# Module 10: Introduction to Web Scraping with Python

## Using requests and BeautifulSoup

Requests is a Python module that you can use to send all kinds of HTTP requests. BeautifulSoup is a Python library for pulling data out of HTML and XML files.

In [1]:
import requests
from bs4 import BeautifulSoup

# Use requests to get the content of the webpage
# Note: In this example, I'm using a freely available website for practicing web scraping.
# Make sure to respect the robots.txt file and terms of service of the website you're scraping.

url = "http://books.toscrape.com/"
response = requests.get(url)

# Use BeautifulSoup to parse the HTML content of the page
soup = BeautifulSoup(response.content, 'html.parser')

## Scraping and parsing simple websites

Once you have the HTML content of the page, you can use BeautifulSoup to find specific elements.


In [2]:
# Get the title of the webpage
title = soup.title.string
print("Title of the webpage:", title)

# Get the first h3 tag on the page
first_h3 = soup.find('h3')
print("First h3 tag on the page:", first_h3)

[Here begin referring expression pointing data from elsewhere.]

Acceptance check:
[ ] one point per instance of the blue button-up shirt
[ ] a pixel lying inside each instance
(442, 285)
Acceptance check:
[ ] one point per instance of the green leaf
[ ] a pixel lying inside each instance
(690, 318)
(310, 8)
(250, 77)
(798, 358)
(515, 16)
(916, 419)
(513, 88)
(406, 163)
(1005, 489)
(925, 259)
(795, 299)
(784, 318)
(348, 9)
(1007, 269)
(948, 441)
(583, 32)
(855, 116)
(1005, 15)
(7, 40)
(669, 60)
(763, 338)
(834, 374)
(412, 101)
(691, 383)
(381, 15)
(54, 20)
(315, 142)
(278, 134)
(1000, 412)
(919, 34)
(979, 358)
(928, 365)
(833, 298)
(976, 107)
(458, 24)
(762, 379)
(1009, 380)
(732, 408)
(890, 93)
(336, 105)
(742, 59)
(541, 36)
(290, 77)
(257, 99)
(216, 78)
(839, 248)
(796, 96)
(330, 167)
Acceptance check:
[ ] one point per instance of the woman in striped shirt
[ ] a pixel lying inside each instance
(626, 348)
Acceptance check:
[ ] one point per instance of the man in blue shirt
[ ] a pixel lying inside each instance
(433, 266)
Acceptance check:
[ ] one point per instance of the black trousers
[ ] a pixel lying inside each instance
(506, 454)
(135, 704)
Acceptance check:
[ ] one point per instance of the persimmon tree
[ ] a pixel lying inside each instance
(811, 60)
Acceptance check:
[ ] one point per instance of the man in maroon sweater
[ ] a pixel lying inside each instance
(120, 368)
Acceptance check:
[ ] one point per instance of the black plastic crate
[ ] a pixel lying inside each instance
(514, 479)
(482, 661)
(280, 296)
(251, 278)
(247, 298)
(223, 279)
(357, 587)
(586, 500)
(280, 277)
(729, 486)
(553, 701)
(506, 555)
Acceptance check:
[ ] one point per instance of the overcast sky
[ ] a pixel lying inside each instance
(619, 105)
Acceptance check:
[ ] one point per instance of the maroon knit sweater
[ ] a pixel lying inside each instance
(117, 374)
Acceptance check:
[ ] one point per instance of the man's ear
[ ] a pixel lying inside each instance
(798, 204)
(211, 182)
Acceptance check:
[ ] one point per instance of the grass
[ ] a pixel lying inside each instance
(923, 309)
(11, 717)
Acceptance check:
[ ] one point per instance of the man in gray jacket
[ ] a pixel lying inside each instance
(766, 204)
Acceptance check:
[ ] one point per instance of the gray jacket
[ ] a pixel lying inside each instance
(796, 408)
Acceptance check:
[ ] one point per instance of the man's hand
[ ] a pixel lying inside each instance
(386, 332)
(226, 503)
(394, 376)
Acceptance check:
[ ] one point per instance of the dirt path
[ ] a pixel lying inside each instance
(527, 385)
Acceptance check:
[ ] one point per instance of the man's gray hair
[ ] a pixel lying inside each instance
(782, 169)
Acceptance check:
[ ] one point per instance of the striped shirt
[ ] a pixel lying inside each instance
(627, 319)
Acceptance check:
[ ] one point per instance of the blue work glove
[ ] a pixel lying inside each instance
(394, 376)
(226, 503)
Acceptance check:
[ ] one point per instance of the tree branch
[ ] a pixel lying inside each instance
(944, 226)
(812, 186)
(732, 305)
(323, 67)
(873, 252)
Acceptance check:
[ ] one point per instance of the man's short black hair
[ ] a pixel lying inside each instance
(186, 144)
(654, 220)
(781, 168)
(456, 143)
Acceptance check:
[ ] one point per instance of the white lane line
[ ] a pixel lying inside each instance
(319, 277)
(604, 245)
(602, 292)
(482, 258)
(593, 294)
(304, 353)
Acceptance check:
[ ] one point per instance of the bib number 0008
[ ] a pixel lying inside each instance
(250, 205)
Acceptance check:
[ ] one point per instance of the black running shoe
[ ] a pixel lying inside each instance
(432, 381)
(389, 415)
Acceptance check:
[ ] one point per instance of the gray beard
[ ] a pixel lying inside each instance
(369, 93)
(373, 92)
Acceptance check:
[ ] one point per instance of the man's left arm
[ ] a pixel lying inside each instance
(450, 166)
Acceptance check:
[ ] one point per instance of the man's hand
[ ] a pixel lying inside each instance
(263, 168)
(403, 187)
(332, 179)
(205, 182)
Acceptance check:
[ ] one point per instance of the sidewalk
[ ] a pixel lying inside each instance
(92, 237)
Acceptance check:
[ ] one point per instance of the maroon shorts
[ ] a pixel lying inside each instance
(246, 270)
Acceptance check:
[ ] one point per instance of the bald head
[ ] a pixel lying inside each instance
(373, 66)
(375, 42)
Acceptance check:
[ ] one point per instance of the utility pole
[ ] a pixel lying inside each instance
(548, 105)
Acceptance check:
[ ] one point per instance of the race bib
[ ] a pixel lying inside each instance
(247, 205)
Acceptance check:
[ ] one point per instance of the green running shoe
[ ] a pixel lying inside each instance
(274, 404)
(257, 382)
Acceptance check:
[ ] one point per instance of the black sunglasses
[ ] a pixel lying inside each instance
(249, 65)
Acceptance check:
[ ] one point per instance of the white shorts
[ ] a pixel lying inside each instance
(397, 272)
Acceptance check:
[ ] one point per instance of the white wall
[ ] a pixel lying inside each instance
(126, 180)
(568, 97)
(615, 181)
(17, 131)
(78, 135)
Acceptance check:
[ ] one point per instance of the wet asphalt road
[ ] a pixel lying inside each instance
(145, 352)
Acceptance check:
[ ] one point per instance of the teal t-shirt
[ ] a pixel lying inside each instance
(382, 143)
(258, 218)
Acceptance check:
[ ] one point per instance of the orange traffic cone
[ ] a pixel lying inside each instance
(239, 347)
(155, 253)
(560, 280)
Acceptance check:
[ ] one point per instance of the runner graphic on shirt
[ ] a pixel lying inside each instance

# Get the text of the first h3 tag on the page
first_h3_text = first_h3.text
print("Text of the first h3 tag on the page:", first_h3_text)

Title of the webpage: 
    All products | Books to Scrape - Sandbox

First h3 tag on the page: <h3><a href="catalogue/a-light-in-the-attic_1000/index.html" title="A Light in the Attic">A Light in the ...</a></h3>
Text of the first h3 tag on the page: A Light in the ...